日本による輸出管理の厳格化に伴い韓国の主要産業である半導体の原材料に影響が出て、不振に陥っていると素直にいえば話し合う場も見つかるというものだが、そこで逆ギレしてしまうのは武藤氏が指摘する「見たいことしか見ず、見たくないことは無視してしまう」という性質のあらわれなのだろう。

韓国の大統領はとにかく前政権を否定する

誤解を恐れずに言えば、これが国際社会の抱いている現実ではないか。
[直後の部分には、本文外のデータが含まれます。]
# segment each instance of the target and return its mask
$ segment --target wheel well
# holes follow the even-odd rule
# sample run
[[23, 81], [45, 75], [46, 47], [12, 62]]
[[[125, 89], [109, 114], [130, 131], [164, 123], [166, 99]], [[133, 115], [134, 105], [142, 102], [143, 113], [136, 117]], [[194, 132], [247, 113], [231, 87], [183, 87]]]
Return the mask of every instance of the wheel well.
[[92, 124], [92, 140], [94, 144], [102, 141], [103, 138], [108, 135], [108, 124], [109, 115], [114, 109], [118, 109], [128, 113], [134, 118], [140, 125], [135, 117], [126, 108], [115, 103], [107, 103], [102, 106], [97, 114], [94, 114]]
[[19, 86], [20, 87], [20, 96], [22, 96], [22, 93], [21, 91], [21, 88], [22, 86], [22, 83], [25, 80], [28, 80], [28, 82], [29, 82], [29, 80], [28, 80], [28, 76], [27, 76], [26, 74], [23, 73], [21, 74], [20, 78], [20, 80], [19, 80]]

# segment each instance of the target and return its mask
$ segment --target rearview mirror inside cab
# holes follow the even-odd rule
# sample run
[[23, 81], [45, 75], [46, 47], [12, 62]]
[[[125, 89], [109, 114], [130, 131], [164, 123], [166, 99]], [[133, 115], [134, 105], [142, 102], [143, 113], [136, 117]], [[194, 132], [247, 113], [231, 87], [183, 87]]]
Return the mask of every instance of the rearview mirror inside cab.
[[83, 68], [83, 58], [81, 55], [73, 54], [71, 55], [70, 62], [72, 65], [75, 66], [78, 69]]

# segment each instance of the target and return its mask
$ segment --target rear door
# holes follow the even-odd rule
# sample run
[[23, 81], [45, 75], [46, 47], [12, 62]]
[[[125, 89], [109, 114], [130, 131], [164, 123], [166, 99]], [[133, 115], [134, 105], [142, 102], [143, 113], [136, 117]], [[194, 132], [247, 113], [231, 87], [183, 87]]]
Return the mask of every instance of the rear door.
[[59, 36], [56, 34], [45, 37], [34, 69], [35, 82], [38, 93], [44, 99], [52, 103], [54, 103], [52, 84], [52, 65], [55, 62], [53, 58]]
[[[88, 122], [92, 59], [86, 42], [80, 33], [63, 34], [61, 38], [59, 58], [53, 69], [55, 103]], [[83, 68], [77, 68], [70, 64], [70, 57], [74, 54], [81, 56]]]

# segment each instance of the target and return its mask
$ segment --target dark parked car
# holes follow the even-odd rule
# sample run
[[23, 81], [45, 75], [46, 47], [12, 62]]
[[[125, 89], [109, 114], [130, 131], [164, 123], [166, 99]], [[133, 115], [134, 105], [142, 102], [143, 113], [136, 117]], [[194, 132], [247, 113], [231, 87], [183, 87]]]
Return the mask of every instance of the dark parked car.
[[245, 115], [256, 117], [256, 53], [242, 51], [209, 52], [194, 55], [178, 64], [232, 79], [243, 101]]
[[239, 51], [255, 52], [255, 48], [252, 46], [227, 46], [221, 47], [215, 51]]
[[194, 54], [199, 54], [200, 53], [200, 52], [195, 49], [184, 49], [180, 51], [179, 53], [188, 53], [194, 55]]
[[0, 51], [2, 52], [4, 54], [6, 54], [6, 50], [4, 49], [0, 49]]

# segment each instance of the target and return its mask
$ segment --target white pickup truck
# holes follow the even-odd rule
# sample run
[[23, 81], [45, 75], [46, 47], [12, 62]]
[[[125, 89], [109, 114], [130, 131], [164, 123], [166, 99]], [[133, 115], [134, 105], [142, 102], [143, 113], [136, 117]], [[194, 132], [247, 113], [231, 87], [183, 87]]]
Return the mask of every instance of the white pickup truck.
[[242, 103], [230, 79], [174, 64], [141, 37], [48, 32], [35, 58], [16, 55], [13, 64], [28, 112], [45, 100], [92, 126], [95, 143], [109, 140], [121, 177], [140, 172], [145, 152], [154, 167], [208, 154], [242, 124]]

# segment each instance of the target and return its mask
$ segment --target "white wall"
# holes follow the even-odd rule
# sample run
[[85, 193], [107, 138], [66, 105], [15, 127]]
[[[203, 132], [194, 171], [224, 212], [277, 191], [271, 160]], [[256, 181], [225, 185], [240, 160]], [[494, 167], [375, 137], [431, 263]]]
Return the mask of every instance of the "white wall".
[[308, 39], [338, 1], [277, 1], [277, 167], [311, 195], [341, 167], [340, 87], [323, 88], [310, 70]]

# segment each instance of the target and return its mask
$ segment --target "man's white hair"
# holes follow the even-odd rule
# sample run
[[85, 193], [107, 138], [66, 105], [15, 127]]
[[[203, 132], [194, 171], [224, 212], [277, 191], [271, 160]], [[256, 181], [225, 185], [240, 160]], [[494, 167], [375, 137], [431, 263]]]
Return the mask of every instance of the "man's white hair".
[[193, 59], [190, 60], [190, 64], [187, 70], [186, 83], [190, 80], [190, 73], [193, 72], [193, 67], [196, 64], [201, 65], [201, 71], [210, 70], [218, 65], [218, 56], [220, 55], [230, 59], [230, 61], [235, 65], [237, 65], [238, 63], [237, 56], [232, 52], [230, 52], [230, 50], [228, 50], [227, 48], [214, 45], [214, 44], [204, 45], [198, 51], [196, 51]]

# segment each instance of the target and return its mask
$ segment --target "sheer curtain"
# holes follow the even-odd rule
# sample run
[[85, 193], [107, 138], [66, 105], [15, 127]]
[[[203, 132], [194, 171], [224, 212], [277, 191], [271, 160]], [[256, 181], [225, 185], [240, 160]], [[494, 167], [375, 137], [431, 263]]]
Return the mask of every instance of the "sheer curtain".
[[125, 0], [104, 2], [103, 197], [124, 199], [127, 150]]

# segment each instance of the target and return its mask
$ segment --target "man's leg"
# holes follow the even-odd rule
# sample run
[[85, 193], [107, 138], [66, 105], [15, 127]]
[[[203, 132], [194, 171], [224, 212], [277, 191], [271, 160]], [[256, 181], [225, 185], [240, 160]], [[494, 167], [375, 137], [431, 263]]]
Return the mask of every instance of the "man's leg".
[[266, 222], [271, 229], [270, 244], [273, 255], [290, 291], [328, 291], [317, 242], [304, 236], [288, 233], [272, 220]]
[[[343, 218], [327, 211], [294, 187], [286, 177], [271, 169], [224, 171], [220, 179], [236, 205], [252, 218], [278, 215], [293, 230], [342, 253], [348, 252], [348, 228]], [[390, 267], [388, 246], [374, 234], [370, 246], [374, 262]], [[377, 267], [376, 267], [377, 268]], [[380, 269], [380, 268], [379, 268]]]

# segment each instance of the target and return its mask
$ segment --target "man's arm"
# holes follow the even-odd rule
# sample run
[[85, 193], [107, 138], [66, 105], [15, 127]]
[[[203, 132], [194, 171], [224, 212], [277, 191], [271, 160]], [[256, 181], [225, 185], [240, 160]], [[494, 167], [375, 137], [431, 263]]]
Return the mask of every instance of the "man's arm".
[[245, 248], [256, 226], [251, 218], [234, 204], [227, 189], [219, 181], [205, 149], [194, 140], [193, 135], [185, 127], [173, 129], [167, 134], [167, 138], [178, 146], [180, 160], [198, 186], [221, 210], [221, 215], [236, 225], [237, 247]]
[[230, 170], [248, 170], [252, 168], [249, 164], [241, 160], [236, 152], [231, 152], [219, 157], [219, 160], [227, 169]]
かつて日本にも米紙から「ルーピー(愚か者)」と評された民主党政権の鳩山由紀夫総理が誕生し、米軍普天間飛行場の移設問題で日米関係を迷走させたことに国内外の批判が高まったことがある。

日米両国間で積み上げてきた沖縄県名護市辺野古への移設ではなく、県外移設にこだわり、総理退任後にはソウルで朝鮮半島統治をめぐり土下座して謝罪するなど、そのパーソナリティには注目が集まった。ただ、その鳩山氏も最終的には「学べば学ぶにつけ、沖縄の米軍が連携して抑止力を維持している」と軌道修正を図り、県外移設を断念している。

「古今東西、政権交代とはそういうもの」と語るのは簡単だが、5年間の任期という「ワンチャン」に縛られる韓国の大統領はとにかく前政権を否定するところから始まるのだから手に負えない。

文大統領は、前任者である朴槿恵氏が憲法裁判所に罷免され、逮捕されたことに伴い誕生したが、その朴政権時代に日本政府と「最終的かつ不可逆的解決」であると確認し、慰安婦問題の決着を図った国家と国家との合意事項もひっくり返す。竹島についても、いつの間にか領土の話から歴史問題へとすり替えてしまう。そうした言動を繰り返していては、国の「信頼度」が毀損し、あらゆる国から「キワモノ国家」として扱われるのは必然である。